Sentiment classification forked from incubator-mxnet/cnn_text_classification/, i've implemented the Highway Networks architecture.The final train model is CNN + Highway Network structure, and this version can achieve a best dev accuracy of 94.75% with the Chinese corpus.
It is a slightly simplified implementation of Kim's Convolutional Neural Networks for Sentence Classification paper in MXNet.
Recently, I have been learning mxnet for Natural Language Processing (NLP). I followed this nice blog "Implementing a CNN for Text Classification in Tensorflow" blog post. to reimplement it by mxnet framework. Data preprocessing code and corpus are directly borrowed from original author cnn-text-classification-tf.

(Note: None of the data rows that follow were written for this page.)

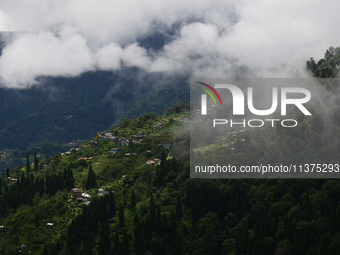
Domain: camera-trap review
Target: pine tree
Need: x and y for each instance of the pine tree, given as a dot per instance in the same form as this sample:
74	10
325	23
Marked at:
27	167
36	161
152	209
104	244
121	217
112	205
133	199
91	181
45	250
179	212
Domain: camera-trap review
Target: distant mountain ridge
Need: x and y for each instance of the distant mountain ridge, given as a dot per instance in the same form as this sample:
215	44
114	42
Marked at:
67	109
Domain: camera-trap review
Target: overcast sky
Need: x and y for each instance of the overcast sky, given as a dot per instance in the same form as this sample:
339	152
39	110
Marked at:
69	37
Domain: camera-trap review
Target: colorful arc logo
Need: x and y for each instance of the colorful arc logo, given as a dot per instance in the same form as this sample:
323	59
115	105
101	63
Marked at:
204	97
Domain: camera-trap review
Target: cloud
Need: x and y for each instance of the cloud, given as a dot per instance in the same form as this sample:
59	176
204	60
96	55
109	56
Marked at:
215	38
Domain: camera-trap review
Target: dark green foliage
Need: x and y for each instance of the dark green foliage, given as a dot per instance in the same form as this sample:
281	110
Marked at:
105	243
133	199
112	205
121	217
179	212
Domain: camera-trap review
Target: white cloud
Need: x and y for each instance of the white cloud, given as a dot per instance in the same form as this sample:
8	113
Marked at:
68	37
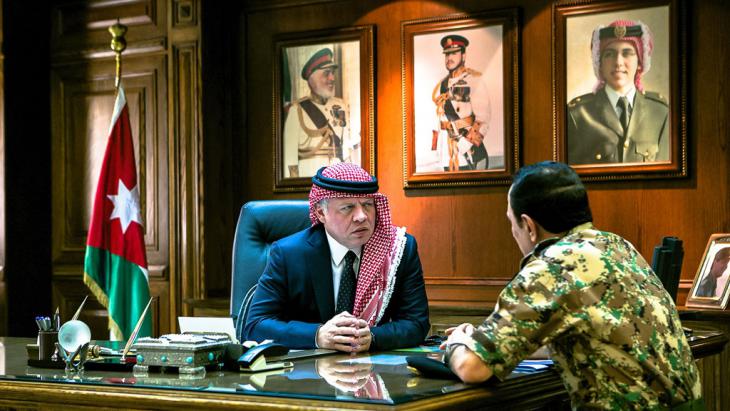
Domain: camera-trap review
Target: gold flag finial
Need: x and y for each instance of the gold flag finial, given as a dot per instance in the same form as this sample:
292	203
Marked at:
118	44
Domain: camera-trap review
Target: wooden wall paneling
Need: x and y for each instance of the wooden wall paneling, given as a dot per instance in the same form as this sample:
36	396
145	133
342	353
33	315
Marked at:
186	173
187	178
221	201
82	104
3	288
80	27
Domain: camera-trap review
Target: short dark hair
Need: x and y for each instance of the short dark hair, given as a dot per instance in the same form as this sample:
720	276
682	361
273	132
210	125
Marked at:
552	194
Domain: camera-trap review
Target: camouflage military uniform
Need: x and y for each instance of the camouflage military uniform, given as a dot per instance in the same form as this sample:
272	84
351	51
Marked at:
611	328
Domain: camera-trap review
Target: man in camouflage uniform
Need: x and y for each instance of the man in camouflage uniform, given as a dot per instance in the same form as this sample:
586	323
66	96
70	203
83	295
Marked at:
619	122
317	131
463	110
589	296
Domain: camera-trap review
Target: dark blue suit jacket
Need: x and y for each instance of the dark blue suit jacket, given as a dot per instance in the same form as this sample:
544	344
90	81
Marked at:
295	296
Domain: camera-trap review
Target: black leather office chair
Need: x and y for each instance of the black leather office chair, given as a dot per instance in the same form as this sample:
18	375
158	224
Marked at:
667	263
259	224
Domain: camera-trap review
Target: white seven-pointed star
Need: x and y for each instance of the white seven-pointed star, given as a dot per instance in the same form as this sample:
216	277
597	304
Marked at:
126	206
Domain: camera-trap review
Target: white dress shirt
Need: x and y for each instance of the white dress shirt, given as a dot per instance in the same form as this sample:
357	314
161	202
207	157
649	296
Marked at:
338	251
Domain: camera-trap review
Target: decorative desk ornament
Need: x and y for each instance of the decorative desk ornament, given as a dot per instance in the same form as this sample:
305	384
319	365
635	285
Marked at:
73	345
189	353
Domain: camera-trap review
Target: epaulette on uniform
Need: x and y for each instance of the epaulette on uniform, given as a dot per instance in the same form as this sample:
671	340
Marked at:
473	72
585	98
658	97
299	100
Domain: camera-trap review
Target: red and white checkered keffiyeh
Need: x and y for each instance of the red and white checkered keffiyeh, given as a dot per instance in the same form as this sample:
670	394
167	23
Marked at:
377	252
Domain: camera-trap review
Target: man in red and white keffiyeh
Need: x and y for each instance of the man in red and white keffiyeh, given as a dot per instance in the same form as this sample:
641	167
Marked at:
351	282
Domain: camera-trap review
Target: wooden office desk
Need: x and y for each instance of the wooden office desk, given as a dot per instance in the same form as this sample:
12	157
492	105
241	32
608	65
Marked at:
390	387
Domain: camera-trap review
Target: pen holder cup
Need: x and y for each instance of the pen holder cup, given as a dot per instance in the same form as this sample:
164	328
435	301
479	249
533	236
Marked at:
47	344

I use the same pretrained word2vec GoogleNews-vectors-negative300.bin in Kim's paper. However, I don't implement L2-normalization of weights on penultimate layer, but provide a L2-normalization of gradients. Finally, I got a best dev accuracy 80.1%, close to 81% that reported in the original paper.
Please download the corpus from this repository cnn-text-classification-tf, :)
'data/rt.vec', this file was trained on the corpus by word2vec tool. I recommend to use GoogleNews word2vec, which could get better performance, since this corpus is small (contains about 10K sentences).
When using GoogleNews word2vec, this code loads it with gensim tools gensim.
If I were wrong in CNN implementation via mxnet, please correct me.